The three areas of code that you should expect to edit are listed below, and can all be found in the ArmAgent.cs file attached to the robot arm under //TODO:
- This function is where you add inputs to the neural network.
- Note that you will need to update Vector Observation -> Space Size as you change the number of inputs
- What information do you think is needed to solve this problem? What is the simplest way of representing this problem?
- We have given several example inputs, as well as several functions which you may find helpful
- Keep it simple! The more inputs you add, the more time the network will take to train.
- Train your agent by adding rewards!
- You may find the rewardCloserToZero function to be helpful. As value approaches zero, it will return a higher reward.
- What rewards should you give when it hits things?

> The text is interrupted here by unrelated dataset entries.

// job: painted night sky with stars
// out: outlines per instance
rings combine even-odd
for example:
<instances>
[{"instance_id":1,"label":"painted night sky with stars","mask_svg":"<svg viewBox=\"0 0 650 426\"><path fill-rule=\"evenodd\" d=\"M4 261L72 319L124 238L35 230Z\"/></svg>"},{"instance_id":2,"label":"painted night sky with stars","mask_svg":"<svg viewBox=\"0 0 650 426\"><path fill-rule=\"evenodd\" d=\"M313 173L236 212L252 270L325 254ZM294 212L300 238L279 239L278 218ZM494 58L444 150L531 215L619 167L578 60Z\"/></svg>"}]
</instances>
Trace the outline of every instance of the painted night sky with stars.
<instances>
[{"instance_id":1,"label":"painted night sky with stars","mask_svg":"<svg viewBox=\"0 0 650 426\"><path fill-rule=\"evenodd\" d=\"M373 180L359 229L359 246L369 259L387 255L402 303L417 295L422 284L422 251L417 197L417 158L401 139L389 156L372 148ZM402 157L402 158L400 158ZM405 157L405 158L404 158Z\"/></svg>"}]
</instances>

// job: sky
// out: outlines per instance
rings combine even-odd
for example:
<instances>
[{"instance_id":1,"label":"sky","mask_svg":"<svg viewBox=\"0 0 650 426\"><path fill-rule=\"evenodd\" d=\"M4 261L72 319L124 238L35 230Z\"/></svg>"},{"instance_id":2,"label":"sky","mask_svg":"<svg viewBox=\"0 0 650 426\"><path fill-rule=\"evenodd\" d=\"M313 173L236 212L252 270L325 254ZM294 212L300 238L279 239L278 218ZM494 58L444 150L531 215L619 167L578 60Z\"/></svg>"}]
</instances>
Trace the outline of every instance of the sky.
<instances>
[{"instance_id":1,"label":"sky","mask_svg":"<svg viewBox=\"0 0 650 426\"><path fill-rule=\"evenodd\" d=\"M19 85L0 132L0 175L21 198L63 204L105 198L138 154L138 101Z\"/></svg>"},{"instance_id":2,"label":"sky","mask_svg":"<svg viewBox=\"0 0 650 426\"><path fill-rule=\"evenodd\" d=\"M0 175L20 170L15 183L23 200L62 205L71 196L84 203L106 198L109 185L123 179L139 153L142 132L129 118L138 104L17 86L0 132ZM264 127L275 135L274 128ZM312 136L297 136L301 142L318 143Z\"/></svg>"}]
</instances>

You can also set Max Step, which will end the episode after the specified amount of frames (zero will set it to infinity). This acts like a time limit.
Train your network by running the command
mlagents-learn config/robot_arm.yaml --run-id=yourRunId
You can overwrite a run by adding
You can continue a training session after stopping by adding
mlagents-learn config/robot_arm.yaml --run-id=yourRunId --resume
You can speed up training by right clicking the training area object and hitting duplicate. Then make sure to drag the duplicated one to a new spot. Repeat this as many times as you like (or as your computer can handle without lagging).
- Note that if you make a change to the behaviour parameters it will only update the one copy you changed.
Make sure to get checked off by your TA once you have trained your agent
Did you know that you can solve this problem using only 2 inputs and 2 outputs? Can you figure out which ones they are? (note that training it this way will take at least 5-10m minimum)
- Describe one way you tried to solve the problem that did not work and explain why you think the agent had a difficult time solving it. (1 paragraph max)
- How did the agent end up representing the environment? How was this different than the automated solution you wrote in lab 2 – part 3? (1 paragraph max)
- This question is multiple choice: Are you excited about the robot tournament starting next week?
- Can’t Wait
- I’m SUPER excited
- I’m planning on winning
- (Optional) How can this lab be improved for the future?